荒蕪之地有一劍池,不知為何池水一直保持著沸騰的狀態,池面上霧氣繚繞。
‘皇甫裕’走向捆好的幾個人,隨意拖了一個出來。
“來,成為劍的一部分吧,你該感到榮幸。”‘皇甫裕’的聲音沙啞,透著一股陰森。
被挑出來的是一名天意門的弟子,他不知道神秘人的意思,問道:“你要做什麽?”王猛也豎起耳朵聽著。
“你不知道啊。”‘皇甫裕’笑容詭異,“我是在修習一種鑄劍秘術,這種秘術有一很關鍵的部分與眾不同,就是需要劍引。”
“劍引?”天意門弟子詫異。
“嗯,劍引。你就是劍引,下去吧。”‘皇甫裕’將他提起,扔入沸騰的池水中。天意門的弟子嚎叫了兩聲,便沒了聲響。
居然是用活人為引,這鑄劍術......其余醒著的幾人如王猛著,牙關開始打顫。活活被沸騰的池水燙死,最後成為池水中的一部分,想想都不寒而栗。
‘皇甫裕’叮叮當當鑄起了劍,劍成時銀光通透,可想而知他的鑄劍術極為高明。隨即他將鑄好的劍用繩子在劍柄處系好,拋入湖中。
接著便是漫長的等待。‘皇甫裕’的臉色掛著期待的微笑,其他人心中卻滿是驚懼。
說不好下一個就輪到自己了。
王猛咽了口唾沫,本能地縮了縮身子。他害怕了,能不怕麽。面對死亡前,許多人有足夠的膽氣,而真正面臨死亡時,又有多少人能保持那份勇敢。

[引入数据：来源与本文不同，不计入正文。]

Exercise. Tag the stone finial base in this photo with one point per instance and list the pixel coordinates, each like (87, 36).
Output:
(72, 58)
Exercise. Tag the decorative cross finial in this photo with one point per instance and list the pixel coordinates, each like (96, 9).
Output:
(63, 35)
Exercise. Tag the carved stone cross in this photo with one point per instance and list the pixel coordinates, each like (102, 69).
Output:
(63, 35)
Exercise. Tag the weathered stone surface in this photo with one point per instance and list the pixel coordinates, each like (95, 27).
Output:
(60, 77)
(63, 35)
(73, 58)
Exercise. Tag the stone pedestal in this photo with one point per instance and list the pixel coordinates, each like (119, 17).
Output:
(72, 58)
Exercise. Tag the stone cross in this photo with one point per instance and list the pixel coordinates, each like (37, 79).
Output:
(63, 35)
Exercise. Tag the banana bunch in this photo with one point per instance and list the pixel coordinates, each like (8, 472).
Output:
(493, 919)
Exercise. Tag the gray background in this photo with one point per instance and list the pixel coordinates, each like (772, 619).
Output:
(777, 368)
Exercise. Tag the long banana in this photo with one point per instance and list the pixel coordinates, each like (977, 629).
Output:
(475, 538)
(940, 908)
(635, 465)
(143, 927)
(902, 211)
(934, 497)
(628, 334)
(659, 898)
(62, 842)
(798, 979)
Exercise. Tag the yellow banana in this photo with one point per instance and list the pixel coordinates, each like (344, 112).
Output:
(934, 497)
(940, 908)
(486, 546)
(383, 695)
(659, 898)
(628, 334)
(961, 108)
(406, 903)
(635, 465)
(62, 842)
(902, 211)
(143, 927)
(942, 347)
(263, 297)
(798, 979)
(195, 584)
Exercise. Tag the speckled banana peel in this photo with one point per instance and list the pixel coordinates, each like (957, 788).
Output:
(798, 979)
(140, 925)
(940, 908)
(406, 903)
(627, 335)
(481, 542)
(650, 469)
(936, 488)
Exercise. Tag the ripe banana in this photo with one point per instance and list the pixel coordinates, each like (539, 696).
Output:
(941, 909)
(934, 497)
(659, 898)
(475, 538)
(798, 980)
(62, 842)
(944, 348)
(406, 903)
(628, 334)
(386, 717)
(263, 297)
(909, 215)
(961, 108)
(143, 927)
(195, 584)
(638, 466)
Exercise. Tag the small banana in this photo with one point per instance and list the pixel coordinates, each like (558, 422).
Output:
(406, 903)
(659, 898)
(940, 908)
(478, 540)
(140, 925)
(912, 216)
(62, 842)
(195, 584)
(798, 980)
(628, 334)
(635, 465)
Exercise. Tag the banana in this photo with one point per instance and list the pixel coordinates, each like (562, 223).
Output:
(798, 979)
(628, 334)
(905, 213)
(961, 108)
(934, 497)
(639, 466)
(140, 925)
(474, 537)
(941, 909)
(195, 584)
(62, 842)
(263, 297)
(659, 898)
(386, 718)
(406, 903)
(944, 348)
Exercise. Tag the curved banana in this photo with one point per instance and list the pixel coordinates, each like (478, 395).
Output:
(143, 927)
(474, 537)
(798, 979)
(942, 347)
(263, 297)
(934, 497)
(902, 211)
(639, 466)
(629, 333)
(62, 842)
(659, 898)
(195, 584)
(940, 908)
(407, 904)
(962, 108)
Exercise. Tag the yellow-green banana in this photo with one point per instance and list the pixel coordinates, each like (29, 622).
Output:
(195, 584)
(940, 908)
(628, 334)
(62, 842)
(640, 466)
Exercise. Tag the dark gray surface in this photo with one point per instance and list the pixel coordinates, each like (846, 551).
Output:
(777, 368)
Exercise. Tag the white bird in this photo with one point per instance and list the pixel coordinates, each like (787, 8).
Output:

一日一夜後,‘皇甫裕’取出池中寶劍,他先是聞了聞,又仔細聽了聽,模樣極為古怪。
“哼,果然是不可能一蹴而就。”‘皇甫裕’將劍甩在一旁,“怨氣太重,煉不出我想要的劍。哎,得用丹藥調一調。”
他熬了一壇子藥湯,拿著杓子來到綁著的眾人前。
“喝。”
“哼,老子不喝。”魔門中人很是硬氣,梗著脖子說道。
‘皇甫裕’不多說廢話,直接將他扔到池中。
“你喝不喝。”
下一個被問的是通天神教的一名弟子,他很識趣地張開嘴,足足吃了九杓子藥湯。
‘皇甫裕’很細心地把每個人都喂過去,有了之前那名魔人的前車之鑒,沒人再敢多話。王猛注意到,他身邊這位散修弟子還喝得很香甜。
不能弱了鍾山的名頭。
王猛死到臨頭還是要裝一回好漢,幾分豪氣在他胸中升起,他大聲道:“我餓了,多給我幾杓子。”
‘皇甫裕’頗有興致地看了看王猛,點頭道:“可以。”臨了拍了拍王猛的肩膀,“小兄弟是鍾山的吧,不錯不錯。”
劍池過一天才能蕩盡雜質,‘皇甫裕’走到池邊,坐在了一個閉著雙眼的年輕女孩旁邊。
五年前的冬天,他們兩情相悅。
小亭外梅花香氣撲鼻,皇甫紫英牽著女孩的手,笑得很開心。
“謙謙,身旁有你,我此生再無他求。”
女孩紅著臉,笑意嫣然。
這一年入了凌雲榜,皇甫紫英不在意。
這一年他成為皇甫家又一個大鑄劍師,皇甫紫英也不在意。
情在他心中,女孩在他身邊,天高地廣,他只在乎這個。
再無比年少時兩情相悅更讓人慶幸的事情。
然後現在在這沸騰的劍池前坐好,他隻想著一件事。鑄一把讓兩人永不分離的劍。
“哈哈......”皇甫紫英笑著,笑著,漸漸沉默了下去。
ps:三更,補上。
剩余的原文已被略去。